If approved by Shareholders, and subsequently confirmed by the High Court of Ireland, the Capital Reduction will result in the partial cancellation of the Company’s share premium account and will eliminate the deficit on the Company's profit and loss account as at 30 June 2018.

The Circular (including the notice of EGM) will be shortly available on the Company's website, www.kenmareresources.com.

Copies of the Circular (including the notice of EGM) have been submitted to Euronext Dublin and the National Storage Mechanism from where it may also be obtained.

Capitalised terms used but not otherwise defined in this announcement will have the same meanings given to them within the Circular.
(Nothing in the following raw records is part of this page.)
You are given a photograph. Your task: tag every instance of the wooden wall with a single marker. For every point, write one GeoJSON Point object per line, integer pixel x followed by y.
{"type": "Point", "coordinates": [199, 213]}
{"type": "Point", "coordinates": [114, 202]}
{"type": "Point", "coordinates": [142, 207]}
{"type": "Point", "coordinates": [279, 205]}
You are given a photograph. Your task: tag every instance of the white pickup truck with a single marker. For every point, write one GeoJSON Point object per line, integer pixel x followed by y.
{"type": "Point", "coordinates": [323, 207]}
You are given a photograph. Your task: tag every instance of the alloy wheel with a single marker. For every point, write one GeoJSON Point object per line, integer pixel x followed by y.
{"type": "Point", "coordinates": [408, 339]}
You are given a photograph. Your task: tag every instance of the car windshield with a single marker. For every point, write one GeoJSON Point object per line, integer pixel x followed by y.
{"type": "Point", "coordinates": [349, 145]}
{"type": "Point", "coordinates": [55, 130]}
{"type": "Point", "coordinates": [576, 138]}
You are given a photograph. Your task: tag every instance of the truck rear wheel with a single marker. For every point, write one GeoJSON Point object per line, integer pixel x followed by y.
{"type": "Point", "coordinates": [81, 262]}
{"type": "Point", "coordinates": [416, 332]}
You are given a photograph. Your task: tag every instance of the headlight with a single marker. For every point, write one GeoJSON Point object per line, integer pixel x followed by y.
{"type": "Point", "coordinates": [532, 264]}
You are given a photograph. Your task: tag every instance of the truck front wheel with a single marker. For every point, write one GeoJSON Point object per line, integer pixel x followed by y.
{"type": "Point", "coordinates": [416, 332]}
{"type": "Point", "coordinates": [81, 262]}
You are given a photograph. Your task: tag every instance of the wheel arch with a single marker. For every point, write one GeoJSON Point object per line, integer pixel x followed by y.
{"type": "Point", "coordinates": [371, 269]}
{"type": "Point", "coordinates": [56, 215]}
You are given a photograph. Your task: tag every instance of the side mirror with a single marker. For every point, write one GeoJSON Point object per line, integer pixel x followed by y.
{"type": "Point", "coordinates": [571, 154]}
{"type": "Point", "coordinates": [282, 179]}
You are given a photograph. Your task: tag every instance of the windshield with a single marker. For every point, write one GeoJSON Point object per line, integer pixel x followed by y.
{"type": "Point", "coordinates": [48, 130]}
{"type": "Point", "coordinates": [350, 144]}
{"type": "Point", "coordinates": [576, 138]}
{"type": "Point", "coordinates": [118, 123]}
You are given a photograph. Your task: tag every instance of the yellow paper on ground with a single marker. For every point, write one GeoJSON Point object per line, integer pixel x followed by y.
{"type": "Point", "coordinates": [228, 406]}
For further information, please contact:    

Kenmare Resources plc
Michael Carvill, Managing Director                                    
Tel: +353 1 671 0411                                                             

Tony McCluskey, Financial Director
Tel: +353 1 671 0411                                                             

Jeremy Dibb, Corporate Development and Investor Relations Manager
Tel: +353 1 671 0411
Mob: + 353 87 943 0367

Murray                                                                                     
Joe Heron / Aimee Beale                                                       
Tel: +353 1 498 0300                                                             
Mob: +353 87 690 9735                                                       

Buchanan
Bobby Morse / Chris Judd
Tel: +44 207 466 5000

Forward Looking Statements

This announcement contains some forward-looking statements that represent Kenmare's expectations for its business, based on current expectations about future events, which by their nature involve risks and uncertainties. Kenmare believes that its expectations and assumptions with respect to these forward-looking statements are reasonable. However, because they involve risk and uncertainty, which are in some cases beyond Kenmare's control, actual results or performance may differ materially from those expressed or implied by such forward-looking information.